# How to: Aerial map with topo lines



## Jelf (Jan 2, 2014)

In case anyone finds it useful, here is how you can display topographic lines on top of an aerial.

The following link starts Gmap4 (I am the developer) and if you zoom in until the scale in the lower left says 500 ft then you will see topo lines on the Google aerial for anywhere in the U.S.

http://www.mappingsupport.com/p/gma...opography_lines&layers=34,35&transparent=true

To start zooming in to your area of interest, try Menu ==> Search to get close and then zoom/pan. To manually zoom, use your mouse wheel or the sliding control near the upper left corner of the map.

To turn the topo lines on/off, click the button in the upper right corner of the map then scroll down to the Overlay section and click "topography_lines".

The topo line data comes from a GIS (Geographical Information Service) server run by the feds. That GIS data displays the topo lines on top of any basemap.

The Gmap4 homepage has a FAQ, examples, quick start info (in the Help file) and more to quickly get you up to speed.

Gmap4 default map: http://www.mappingsupport.com/p/gmap4.php (does not include GIS topo line overlay)

Gmap4 homepage: http://www.mappingsupport.com/p/gmap4.html

Joseph, the Gmap4 guy
Redmond, WA


----------



## Badger (Jun 11, 2010)

Thank you - Now if I only had a plotter !


----------



## rod44 (Jun 17, 2013)

Jelf - are you a cartographer? If so did you ever use the book Elements of Cartography? My dad wrote it.

Here is my farm in SW Wisconsin. 120 acres in the middle of the dead end road.

http://www.mappingsupport.com/p/gma...opography_lines&layers=34,35&transparent=true


----------



## Jelf (Jan 2, 2014)

Thanks for the kind words.

@rod44 - Nope, not a cartographer. Just a software developer. No doubt if I read your dad's book I could produce better looking maps.

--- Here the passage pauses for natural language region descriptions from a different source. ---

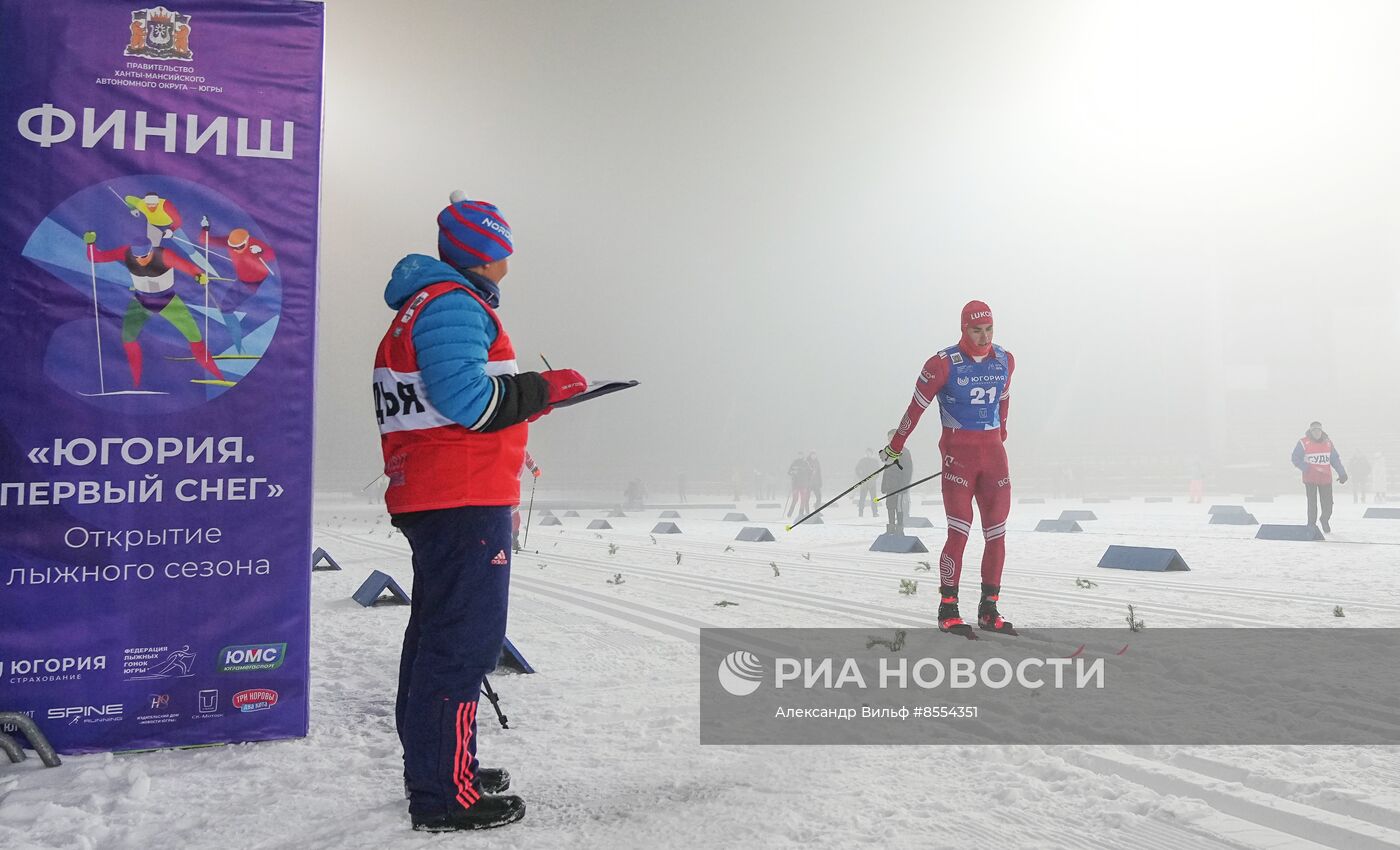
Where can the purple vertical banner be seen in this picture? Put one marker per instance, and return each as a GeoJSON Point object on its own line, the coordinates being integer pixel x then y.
{"type": "Point", "coordinates": [157, 336]}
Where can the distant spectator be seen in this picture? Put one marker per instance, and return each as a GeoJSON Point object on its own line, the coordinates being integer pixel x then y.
{"type": "Point", "coordinates": [896, 507]}
{"type": "Point", "coordinates": [634, 495]}
{"type": "Point", "coordinates": [800, 476]}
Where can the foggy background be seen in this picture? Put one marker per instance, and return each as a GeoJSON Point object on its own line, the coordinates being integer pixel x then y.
{"type": "Point", "coordinates": [1183, 216]}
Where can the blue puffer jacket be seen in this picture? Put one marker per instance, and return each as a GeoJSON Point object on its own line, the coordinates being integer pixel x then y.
{"type": "Point", "coordinates": [451, 336]}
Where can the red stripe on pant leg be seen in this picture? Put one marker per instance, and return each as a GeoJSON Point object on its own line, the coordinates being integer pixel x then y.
{"type": "Point", "coordinates": [465, 793]}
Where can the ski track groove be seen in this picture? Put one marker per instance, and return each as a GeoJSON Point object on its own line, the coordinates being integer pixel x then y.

And in order to make a Gmap4 link that is zoomed in on your farm:
1. Zoom the map in
2. Click Menu ==> Link to this map
The link that is displayed will replicate the map on your screen.

Joseph, the Gmap4 guy


----------



## rod44 (Jun 17, 2013)

Probably wouldn't help you that much. It was written before all the fancy computer stuff. One on my sons however is a cartographer and in charge of the "orthophotogramity" department of an enginnering company. He is really big into the arial photo sort of stuff.


----------